McGirr has broken down stereotypes in two ways — through her own work as a photojournalist and through Fotokids, where she has spent more than two decades teaching photography to impoverished children in Guatemala City.

When McGirr photographed El Salvador’s teenaged-guerrillas in the 1980s, she was doing more than showing kids with guns — she also was providing a portrait of them as adolescents. One of the photos was of a then 14-year-old girl guerrilla, with pants stylishly rolled up over her combat boots and with flowers in her hand.

“What I wanted to was to show them as kids,” McGirr said. “She is a young girl and there is a fashion statement going on here. … This is the quintessential pre-selfie picture … that shows her as teenage girl as well as an armed combatant.”

McGirr, who spent a lot of time covering the aftermath of conflict in refugee camps at the time, recalled a visit home when she was showing her father some of her photos.

“’Nancy, these people look just like us,'” he told her. “He could feel a commonality, and so he began to look at the refugee problem a bit differently,” McGirr said.

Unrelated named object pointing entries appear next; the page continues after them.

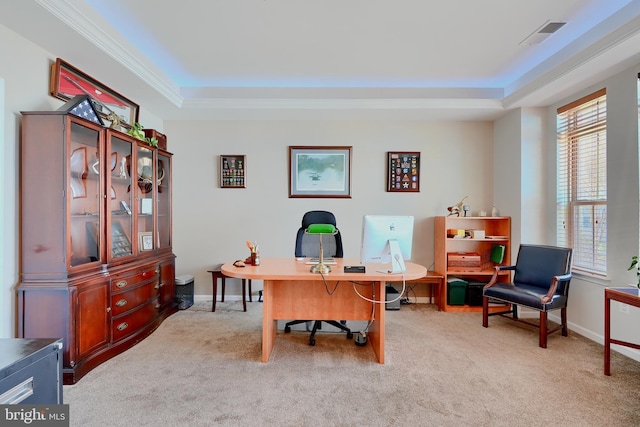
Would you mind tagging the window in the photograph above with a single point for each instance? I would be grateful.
(582, 181)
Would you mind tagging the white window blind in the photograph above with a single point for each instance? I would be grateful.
(582, 181)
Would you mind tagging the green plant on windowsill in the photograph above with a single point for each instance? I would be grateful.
(634, 264)
(137, 131)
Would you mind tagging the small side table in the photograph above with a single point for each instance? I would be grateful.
(629, 296)
(216, 273)
(436, 282)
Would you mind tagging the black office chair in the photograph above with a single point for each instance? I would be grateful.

In other words, breaking down stereotypes can often be something that happens singularly, up close and personal.

After years in the field, McGirr was worn out by the trauma of covering war and moved to Guatemala. She took an assignment that looked at families whose livelihood centered on what they could scavenge from the dumps. She developed a relationship with some of the children and gave cameras to six of them. From there, Fotokids (originally called “Out of the Dump”) was born.

Photo courtesy of Nancy McGirr & Fotokids.

McGirr said the children took pictures that reflected their lives. When two girls were given Barbie Dolls as gifts, for instance, they took a photo of the dolls looking like tourists and being held up by the Guatemalan military.

“It’s a difficult line,” she said. “A lot of the photos are stereotypes. But if the children take the photos and they say this is happening, it is a whole different thing and people take it in a totally different way.”

Throughout the panel, McGirr, Richter, and Guzman showed that media of all types can widen the lens through which we see people by helping us break free from harmful stereotypes — one article, one ad, and one photo at a time.